Esto nos lleva de vuelta a esos huevos en el vientre de nuestras abuelas. Cuando una niña se está desarrollando en el útero de su madre, sus ovarios se están desarrollando dentro de su cuerpo, por supuesto. Todos los huevos que alguna vez producirá en su vida están completamente formados en esos ovarios antes de que nazca. Y esos huevos representan la mitad del complemento genético de los futuros hijos que pueda tener. Entonces, como se señaló anteriormente, los huevos que nos hicieron formar a usted y a mí en el útero de nuestras abuelas maternales, porque allí es donde se desarrollaron nuestras madres, y dentro de ellas, sus ovarios y dentro de sus ovarios, esos óvulos.
Lo que ahora sabemos es que los controles epigenéticos en los cromosomas de esos huevos están formados por el entorno en el que se desarrollan (es decir, el útero de nuestras abuelas). Si nuestra abuela materna tenía mala salud durante el embarazo -si ganaba demasiado peso, fumaba, comía mal, estaba terriblemente estresada o desarrollaba diabetes gestacional-, bien podría influir en NUESTROS riesgos para la salud de por vida, incluso ahora.
La buena noticia para nosotros es que nuestros propios comportamientos y prácticas de estilo de vida pueden restablecer nuestros controles epigenéticos, por lo que mucha energía reside en nosotros. Pero para los propósitos de hoy, reconozcamos: hasta cierto punto, el cuidado que cada abuela se quita a sí misma durante el embarazo reverberará a través de sus hijas y en una extensión de varias generaciones.
Llamando a todos los padres
Con toda esta charla sobre madres, abuelas e hijas, quiero ser muy claro sobre algunas otras palabras que deberían ser parte de esta discusión: familias; hogares; padres; y hombres
En primer lugar, hay, por supuesto, un epigenoma en los cromosomas de los espermatozoides, también, y la salud y el estilo de vida de cada padre influyen en los mismos.
Pero incluso si nos centramos exclusivamente en el embarazo, debemos tener en cuenta que una vida sana durante el embarazo es un asunto familiar. Hay fuerza en la unidad de un hogar, y todos los miembros pueden ayudar a lograr la mejor bienvenida para el recién nacido practicando la salud juntos.

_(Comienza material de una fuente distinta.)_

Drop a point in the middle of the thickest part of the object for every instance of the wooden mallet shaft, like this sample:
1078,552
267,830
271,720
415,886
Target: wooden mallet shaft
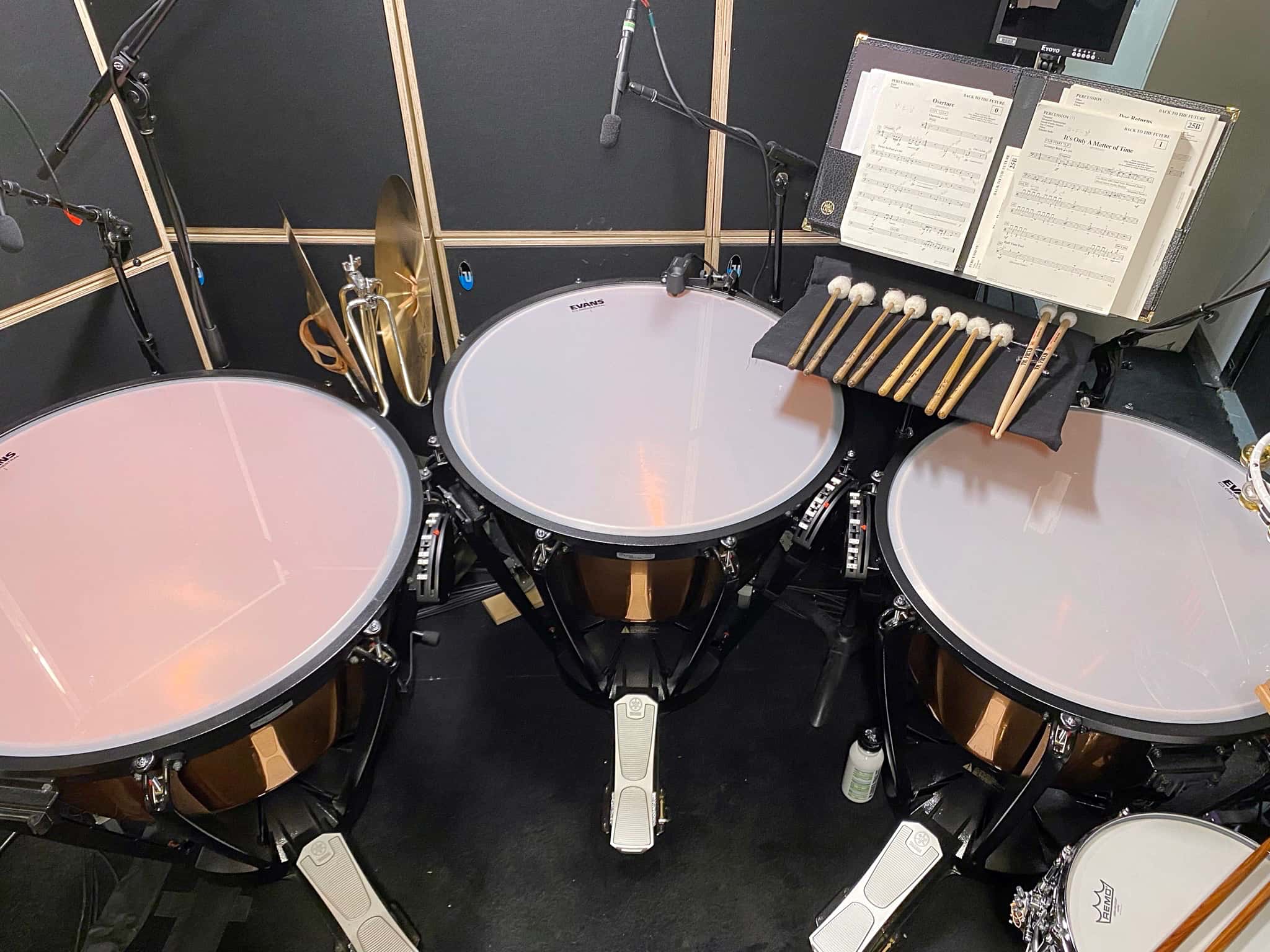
1020,371
950,376
1025,391
926,363
810,335
906,359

Un mensaje especial para cada padre, de este padre de cinco: muchos tipos son demasiado duros, inconscientes o testarudos para pensar en cuidar su propia salud. ¡Pero reconozcamos que proteger a quienes amamos de los peligros que prevalecen es algo "chico" consagrado! Y en estos días, es mucho más probable que esos peligros sean la obesidad y la diabetes que los leones, tigres y osos.
La única manera confiable de proteger la salud de las personas que amas es practicar una vida saludable y compartirla. Invoco a todos los padres a considerar el embarazo como el momento ideal para hacer exactamente eso y participar en el juego.
Poder y responsabilidad
Todos conocemos el adagio, cortesía de Spiderman : con gran poder, tiene una gran responsabilidad.
El embarazo le confiere el poder de influir directamente en la salud de varias generaciones al establecer las configuraciones del epigenoma. Con ese gran poder viene la responsabilidad de cada familia de cuidar bien el futuro, y aquellos a los que llegarán a amar más, cuidando lo mejor posible de sí mismos.